Hacker News new | ask | show | jobs
by csmpltn 1801 days ago
> "User Agents MUST return the empty string for model if mobileness is false. User Agents MUST return the empty string for model even if mobileness is true, except on platforms where the model is typically exposed." (quoted from https://wicg.github.io/ua-client-hints/#user-agent-model)

Honestly now - who drafts and approves these specs? Not only does it make no sense whatsoever to encode such information this way - it also results in unimaginable amounts of bandwidth going to complete waste, on a planetary scale.

This is just plain incompetence. How did we let the technology powering the web devolve into this burning pile of nonsense?

3 comments

Drafts: Google

Approves: no one.

Chrome just releases them in stable versions with little to no discussion, and the actual specs remain in draft stages.

Edit: grammar

Why/how does this waste bandwidth? These are opt-in, so they are only sent if requested.

I mean sure http being plaintext is silly but that's not down to the authors of this particular rfc.

> "These are opt-in, so they are only sent if requested."

Are google.com, youtube.com, netflix.com, facebook.com, amazon.com and reddit.com going to ask for User Agent Client Hints? If they're going to (which is more than likely, let's not kid ourselves) - I don't see how your point holds?

> "Why/how does this waste bandwidth?"

Based on the current proposal - non-mobile browsers or browsers that simply do not wish to expose the specific model are somehow required to return the following header in response:

    Sec-CH-UA-Model: ""
Those are 19 absolutely useless bytes. Wouldn't it make more sense to simply omit the header from the response altogether? It would convey the exact same information to the server ("my Sec-CH-UA-Model is empty"), without the overhead of sending additional data.
> Are google.com, youtube.com, netflix.com, facebook.com, amazon.com and reddit.com going to ask for User Agent Client Hints?

Possibly, but they only need them on initial request I think.

> It would convey the exact same information to the server ("my Sec-CH-UA-Model is empty"), without the overhead of sending additional data.

It doesn't commit the exact same info though. This says "the client is aware of this scheme and doesn't reply, vs the client is unaware of the rfc. It's the true/false/none issue.

In a sane world, there would be auch shorter way to encode that, but http is a bad protocol so you can't nest/namespace things or whatever.

> "Possibly, but they only need them on initial request I think."

I don't see how this is going work.

If this is data the backend needs the client is either going to have to send it out on every request (like it does today with the User-Agent header) - or the client will only send it out once, and the response would be cached by the backend somehow.

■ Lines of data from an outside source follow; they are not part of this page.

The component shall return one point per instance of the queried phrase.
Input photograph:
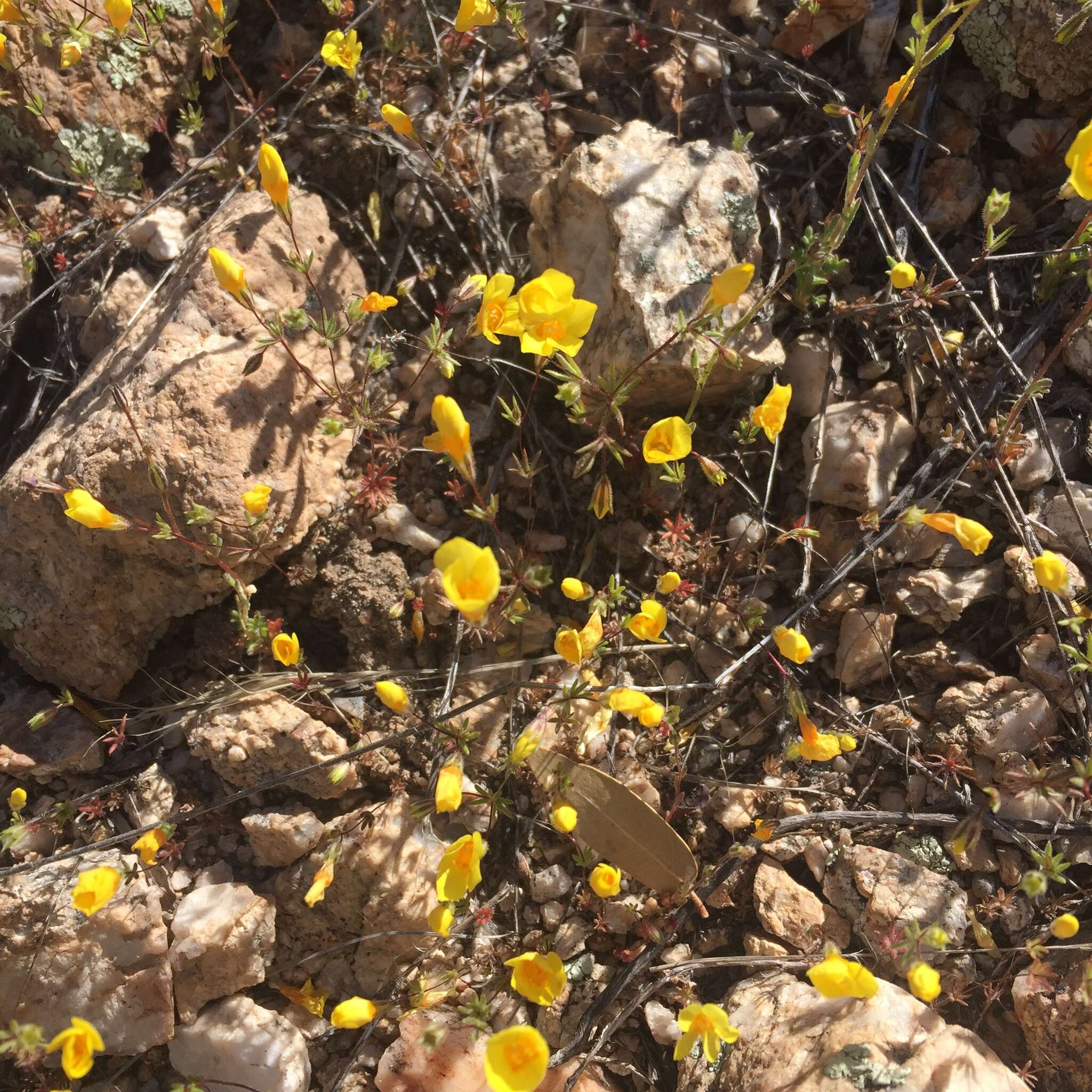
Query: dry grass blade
(619, 825)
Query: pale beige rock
(864, 647)
(223, 942)
(67, 744)
(876, 889)
(863, 449)
(1003, 714)
(110, 967)
(91, 625)
(641, 223)
(242, 1044)
(263, 735)
(792, 912)
(456, 1065)
(281, 836)
(384, 879)
(790, 1035)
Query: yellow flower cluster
(544, 314)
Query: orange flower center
(520, 1054)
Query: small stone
(243, 1044)
(551, 885)
(281, 836)
(399, 525)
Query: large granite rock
(90, 604)
(643, 223)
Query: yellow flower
(375, 303)
(471, 577)
(650, 623)
(731, 284)
(78, 1045)
(257, 498)
(499, 312)
(94, 889)
(342, 51)
(460, 869)
(149, 846)
(896, 90)
(792, 644)
(971, 534)
(576, 590)
(1065, 926)
(576, 647)
(308, 998)
(475, 13)
(399, 122)
(449, 789)
(668, 439)
(817, 746)
(230, 275)
(840, 977)
(452, 436)
(1051, 573)
(1078, 160)
(707, 1022)
(118, 12)
(392, 696)
(516, 1059)
(924, 982)
(902, 275)
(771, 414)
(354, 1013)
(286, 650)
(275, 177)
(540, 979)
(440, 920)
(563, 816)
(552, 319)
(85, 510)
(323, 879)
(527, 744)
(605, 880)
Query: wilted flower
(471, 577)
(230, 275)
(516, 1059)
(840, 977)
(499, 312)
(342, 51)
(460, 869)
(552, 319)
(399, 122)
(667, 440)
(475, 13)
(605, 880)
(354, 1013)
(729, 285)
(792, 644)
(771, 413)
(707, 1022)
(452, 436)
(85, 510)
(286, 649)
(78, 1045)
(95, 888)
(649, 624)
(256, 499)
(540, 979)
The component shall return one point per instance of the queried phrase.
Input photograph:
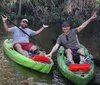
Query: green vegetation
(49, 11)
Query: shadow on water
(14, 74)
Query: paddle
(96, 61)
(21, 30)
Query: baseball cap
(24, 20)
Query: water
(14, 74)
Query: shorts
(75, 55)
(25, 46)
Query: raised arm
(40, 30)
(81, 27)
(4, 19)
(53, 50)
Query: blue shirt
(19, 36)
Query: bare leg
(81, 51)
(33, 48)
(20, 50)
(69, 54)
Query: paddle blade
(79, 67)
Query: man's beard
(24, 27)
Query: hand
(49, 55)
(45, 26)
(94, 15)
(4, 18)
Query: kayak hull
(79, 78)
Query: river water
(14, 74)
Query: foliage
(45, 11)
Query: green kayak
(79, 78)
(25, 61)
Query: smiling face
(66, 29)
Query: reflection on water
(14, 74)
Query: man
(20, 39)
(68, 39)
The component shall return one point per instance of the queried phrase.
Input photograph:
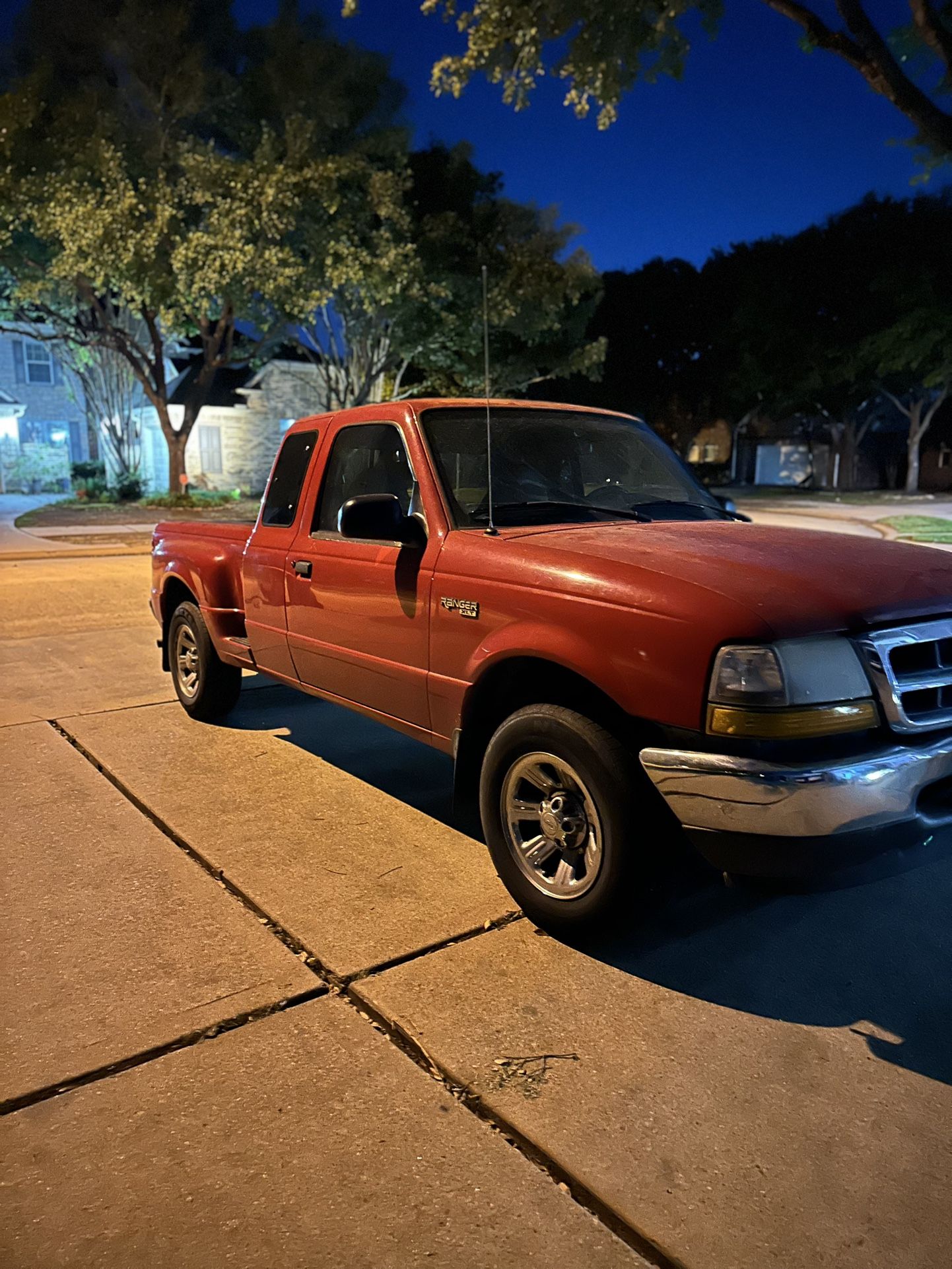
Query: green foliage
(920, 528)
(843, 325)
(817, 322)
(129, 488)
(197, 499)
(602, 48)
(160, 165)
(426, 338)
(40, 469)
(89, 480)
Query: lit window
(40, 363)
(210, 448)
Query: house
(239, 428)
(42, 417)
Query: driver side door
(358, 611)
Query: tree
(917, 349)
(114, 397)
(823, 322)
(658, 329)
(429, 337)
(158, 162)
(603, 48)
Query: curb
(884, 531)
(71, 553)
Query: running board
(239, 646)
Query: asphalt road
(262, 1004)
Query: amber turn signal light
(791, 724)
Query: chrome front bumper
(718, 794)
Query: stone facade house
(42, 417)
(239, 429)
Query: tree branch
(865, 50)
(932, 30)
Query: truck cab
(609, 654)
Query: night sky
(757, 139)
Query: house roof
(225, 385)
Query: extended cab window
(289, 479)
(366, 458)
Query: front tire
(205, 684)
(558, 802)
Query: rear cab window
(283, 494)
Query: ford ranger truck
(609, 654)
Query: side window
(289, 479)
(366, 458)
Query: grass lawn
(74, 513)
(920, 528)
(791, 493)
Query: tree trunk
(913, 444)
(177, 443)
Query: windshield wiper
(697, 506)
(557, 504)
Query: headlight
(811, 687)
(748, 675)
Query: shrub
(89, 480)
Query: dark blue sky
(757, 139)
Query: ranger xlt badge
(465, 607)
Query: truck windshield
(557, 466)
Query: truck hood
(799, 582)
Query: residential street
(263, 1006)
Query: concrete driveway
(263, 1004)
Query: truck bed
(206, 557)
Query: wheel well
(526, 681)
(174, 593)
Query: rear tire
(575, 860)
(205, 684)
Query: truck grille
(912, 669)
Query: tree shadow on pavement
(405, 768)
(873, 956)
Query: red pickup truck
(611, 655)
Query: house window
(210, 448)
(40, 363)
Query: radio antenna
(491, 528)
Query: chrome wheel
(186, 658)
(551, 825)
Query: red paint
(638, 609)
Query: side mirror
(378, 518)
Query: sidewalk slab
(56, 675)
(93, 531)
(305, 1141)
(114, 941)
(357, 876)
(731, 1140)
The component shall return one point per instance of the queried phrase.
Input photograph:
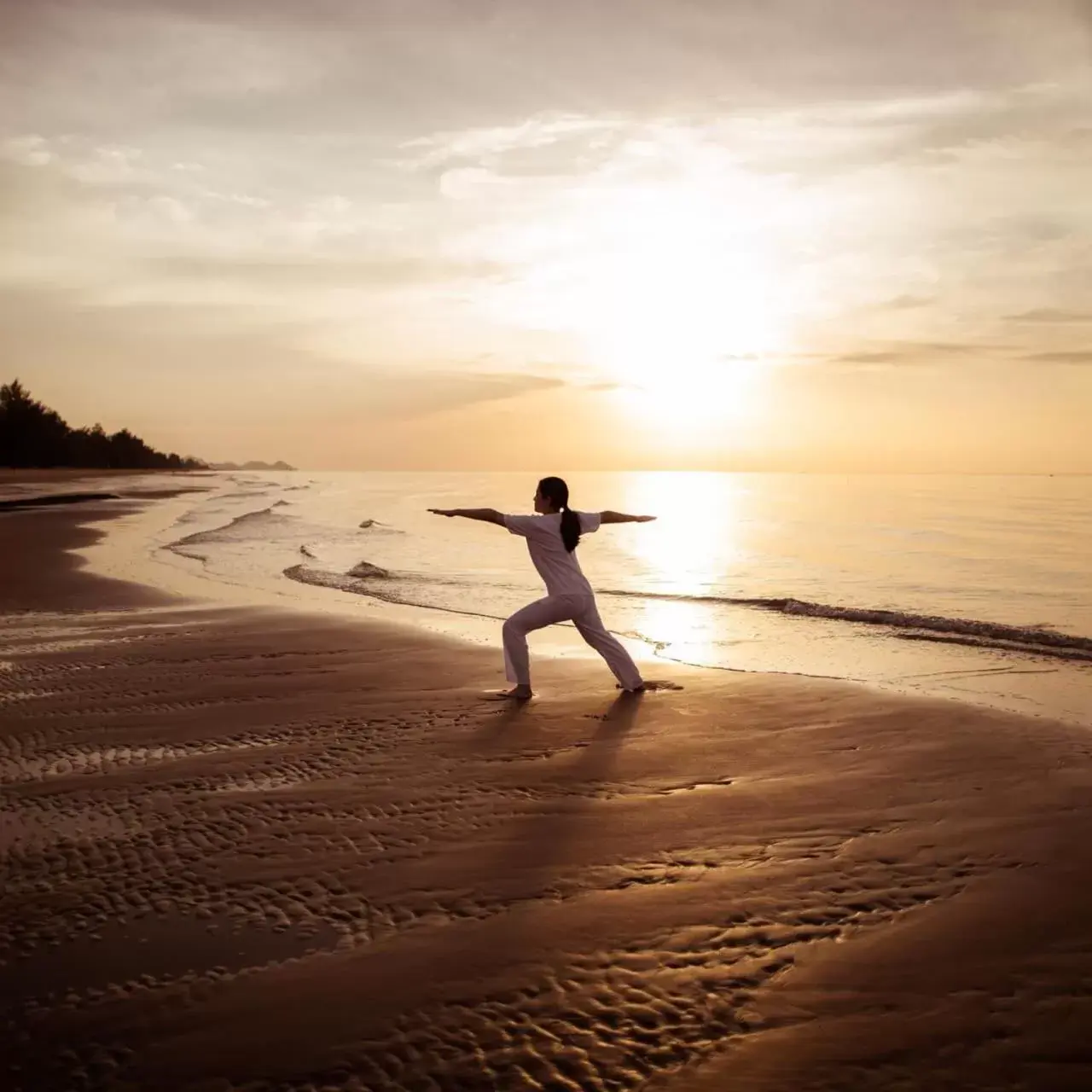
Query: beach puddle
(701, 787)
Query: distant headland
(252, 467)
(35, 437)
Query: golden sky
(584, 234)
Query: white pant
(584, 613)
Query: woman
(552, 537)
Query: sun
(669, 289)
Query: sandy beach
(257, 850)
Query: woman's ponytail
(570, 529)
(557, 492)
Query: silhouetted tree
(33, 435)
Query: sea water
(970, 587)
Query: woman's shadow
(541, 839)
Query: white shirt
(560, 569)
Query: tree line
(34, 436)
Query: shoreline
(1016, 681)
(248, 847)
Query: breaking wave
(238, 529)
(911, 627)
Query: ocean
(976, 588)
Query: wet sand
(262, 851)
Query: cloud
(908, 301)
(1049, 315)
(915, 353)
(1073, 356)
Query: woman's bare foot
(517, 694)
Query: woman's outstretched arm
(485, 514)
(623, 518)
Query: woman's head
(553, 496)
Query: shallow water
(970, 587)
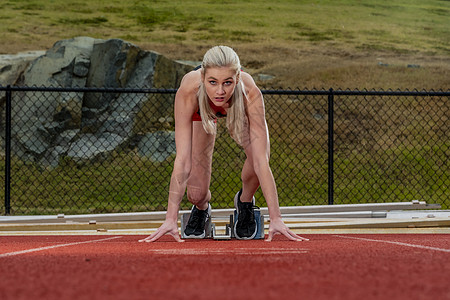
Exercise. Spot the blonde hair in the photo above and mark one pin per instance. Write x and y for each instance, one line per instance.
(223, 56)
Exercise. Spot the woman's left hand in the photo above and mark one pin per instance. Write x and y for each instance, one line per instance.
(278, 227)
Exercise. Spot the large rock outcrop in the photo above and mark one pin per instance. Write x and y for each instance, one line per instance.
(86, 126)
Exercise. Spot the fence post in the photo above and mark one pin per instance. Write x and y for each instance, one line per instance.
(331, 147)
(8, 151)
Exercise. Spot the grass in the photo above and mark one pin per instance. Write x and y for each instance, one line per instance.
(305, 44)
(302, 43)
(382, 154)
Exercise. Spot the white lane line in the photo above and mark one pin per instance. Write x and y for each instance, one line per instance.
(239, 251)
(55, 246)
(396, 243)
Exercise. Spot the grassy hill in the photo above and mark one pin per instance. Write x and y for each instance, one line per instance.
(306, 44)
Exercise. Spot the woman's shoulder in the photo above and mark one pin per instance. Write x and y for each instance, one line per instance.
(251, 89)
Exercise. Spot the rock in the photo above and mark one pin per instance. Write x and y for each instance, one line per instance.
(89, 126)
(157, 146)
(13, 65)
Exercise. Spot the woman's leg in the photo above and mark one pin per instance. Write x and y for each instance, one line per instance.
(198, 192)
(250, 182)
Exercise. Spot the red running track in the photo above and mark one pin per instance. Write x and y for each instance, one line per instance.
(326, 267)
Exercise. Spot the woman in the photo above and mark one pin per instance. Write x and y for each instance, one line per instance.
(220, 89)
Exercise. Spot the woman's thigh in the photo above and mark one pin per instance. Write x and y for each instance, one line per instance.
(202, 151)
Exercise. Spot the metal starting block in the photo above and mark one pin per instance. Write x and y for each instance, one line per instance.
(211, 232)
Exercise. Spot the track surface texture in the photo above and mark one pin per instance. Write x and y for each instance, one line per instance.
(373, 266)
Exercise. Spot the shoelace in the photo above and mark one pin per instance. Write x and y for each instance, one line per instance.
(246, 213)
(196, 217)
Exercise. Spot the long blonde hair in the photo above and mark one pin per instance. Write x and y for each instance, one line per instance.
(223, 56)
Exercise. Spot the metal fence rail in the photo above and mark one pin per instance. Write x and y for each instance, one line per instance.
(98, 150)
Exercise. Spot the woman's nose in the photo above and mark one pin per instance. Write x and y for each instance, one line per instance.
(220, 90)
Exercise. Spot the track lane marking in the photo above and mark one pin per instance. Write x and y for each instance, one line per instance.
(239, 251)
(54, 246)
(396, 243)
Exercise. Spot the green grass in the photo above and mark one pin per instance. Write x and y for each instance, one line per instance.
(394, 149)
(397, 25)
(311, 44)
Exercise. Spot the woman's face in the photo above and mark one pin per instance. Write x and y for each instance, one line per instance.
(220, 83)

The requirement to cache this data on the backend is non-trivial to implement and is a huge paradigm shift. That's actually another pitfall with the RFC in a sense.

> It doesn't commit the exact same info though. This says "the client is aware of this scheme and doesn't reply, vs the client is unaware of the rfc. It's the true/false/none issue."

This doesn't make any sense to me whatsoever.

The "scheme" is what we make it out to be. If the scheme would allow for omitting headers (as it should have) - then the client would be in compliance with the scheme, wouldn't it?

By designing an RFC which allows for omitting headers we actually resolve the ambiguity between "false" and "none": the data is either explicitly there, or it's not.

I'm simply claiming that the scheme as currently proposed is nonsensical and negligent. At Chrome's scale - I expect each proposal to introduce more headers and data to every request to be very carefully weighed against impact on global bandwidth consumption and resource utilization (and energy use). I don't feel like any of that is reflected in this RFC, which is an absolute shame and a big part of the problem: we keep piling up more crap thinking "it doesn't really make a difference". I think it reflects poorly on the people involved with designing and building this.

Perhaps we should mandate providing these numbers explicitly with every RFC so that we can know how much the implementation actually "costs" in terms of bandwidth, memory, etc at the web's scale. This should help identify RFCs like this one which are seriously off on the engineering side of things.

> By designing an RFC which allows for omitting headers we actually resolve the ambiguity between "false" and "none": the data is either explicitly there, or it's not.

The point is that a server may care about the difference between "I am explicitly opting out of giving you this information" and "What are you talking about".

Also keep in mind that Chrome, when communicating with Amazon, Google, or Netflix probably uses HTTP/2 or HTTP/3, which would compress the headers, making much of your complaint moot. I'd expect `Sec-CH-UA-{foo}: ""` to compress very well.

The bar for creating a wicg draft is _very_ low. Things in that space are not "specs" that are "approved" in any way.